Filosofía Hoy
La verdad os hará libres
 

¿Almas o neuronas?

[Texto del artículo]

30 Mayo 2015
Categoría:
Autor: Ana Patricia Vela

¿Alma o neuronas?

¿No es sorprendente tener la certeza de que quien este leyendo y comprendiendo esto, es sin duda, otro ser humano? No un animal o una computadora, sino alguien. Alguien con ideas, sentimientos, gustos... Y es que, por más diferencias que existan entre nosotros, no se puede negar que tengamos aspectos en común; tal vez más de los que imaginamos. Uno de ellos, que ha causado gran controversia últimamente, es nuestro consciente; esta capacidad de nuestra inteligencia de conocerse a sí misma, comprobable en el famoso “sé que sé”. ¿Por qué? ¿Cómo?

El punto de vista de los científicos busca una explicación meramente mecánica, definiendo al ser humano como una especie que tuvo la suerte de evolucionar con mayor número de neuronas.

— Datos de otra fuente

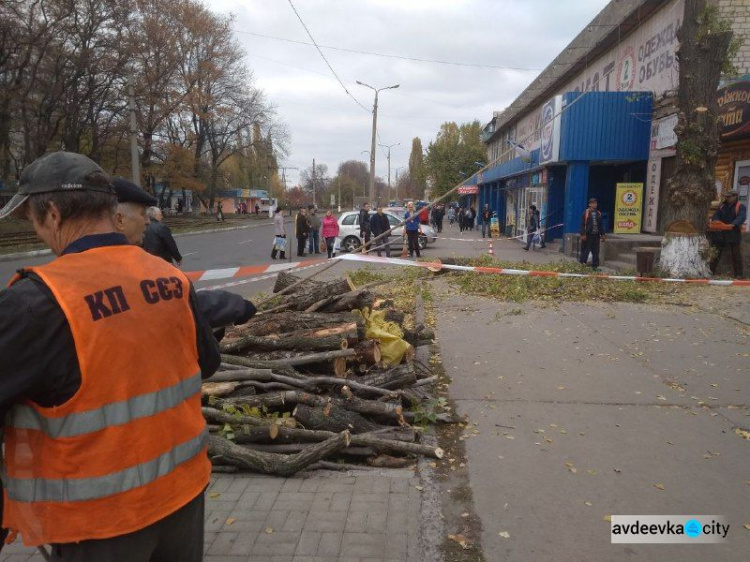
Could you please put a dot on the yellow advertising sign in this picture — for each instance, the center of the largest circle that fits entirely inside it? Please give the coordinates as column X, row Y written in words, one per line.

Sin embargo, esto no explica el cómo la materia objetiva parece dar vida a una mente subjetiva, que sostiene ideas abstractas e inmateriales. Por más que se conozca a profundidad el funcionamiento químico de las neuronas, ¿cómo pueden un montón de estas, conferir al ser esa capacidad de retener realidades intangibles en su mente? Cabe mencionar que el cerebro es excelente en procesar información, retenerla, reutilizarla, etcétera... además de que ya se distinguen regiones encargadas de diferentes funciones… pero de ahí, ¿cómo se explican las experiencias de lo no patente?

Además, todos nuestros sentidos son medios para permitir experiencias de cierta forma, mientras que no pueden experimentarse a sí mismos –por ejemplo, el ojo nunca podrá verse directamente porque es el medio para ver, o cada papila gustativa nunca podrá gustarse a sí misma porque es el medio para gustar–; entonces, ¿cómo puede la inteligencia conocerse a sí misma, siendo el medio para conocer?

Por lo tanto, debe existir algo inmaterial que sea responsable de esta potencia. Algunos de los que sostienen esta postura lo conocen como alma. Esto es automáticamente descartado por mecanicistas, por parecer fantasioso y antiguo; sin embargo, es más lógico de lo que se cree si se razona a profundidad; pues la inteligencia, por ser su objeto algo incorpóreo, debe partir de algo igualmente inmaterial. ¿O es lógico que un efecto sea mayor a su causa? ¿Que lo intangible surja de lo tangible? ¿Que la racionalidad surja de la pura evolución? Por supuesto, siempre existirá un grado de dependencia de la inteligencia a los sentidos, porque en cierta forma la abstracción no puede ser posible sin algún estímulo primero de ellos; pero hay que tomar en cuenta que se está haciendo referencia al aspecto inmaterial.

Bueno... y todo esto, ¿qué? ¿Qué diferencia hace el que sea de una forma u otra?

La cuestión principal entra cuando uno se percata de que estas dos visiones no son solamente simples puntos de vista, sino que desarrollan todo un estilo de vida. ¿Por qué? Por el simple hecho de que el segundo implica la aceptación de algo superior a la materia. De hecho, tal vez por esto causa problema en algunas personas… porque, si el alma existe, ¿qué más lo hace?

Ciertamente, podría ser mucho más sencillo, en cuanto a comodidad, creer que el cerebro es un órgano tan pero tan complejo, que de ahí provienen absolutamente todas nuestras potencias. Sencillo, porque de esta forma no hace falta creer en algo diferente a lo que uno ya se ha acostumbrado a confiar desde siempre: la materia.

No cabe duda de que este dilema entre ambos estilos de vida está presente en la actualidad, e influye enormemente en otros dilemas éticos, médicos, políticos o sociales. Mientras no se establezcan bases sólidas en este “dilema madre”, no se podrá llegar a un acuerdo en muchos otros.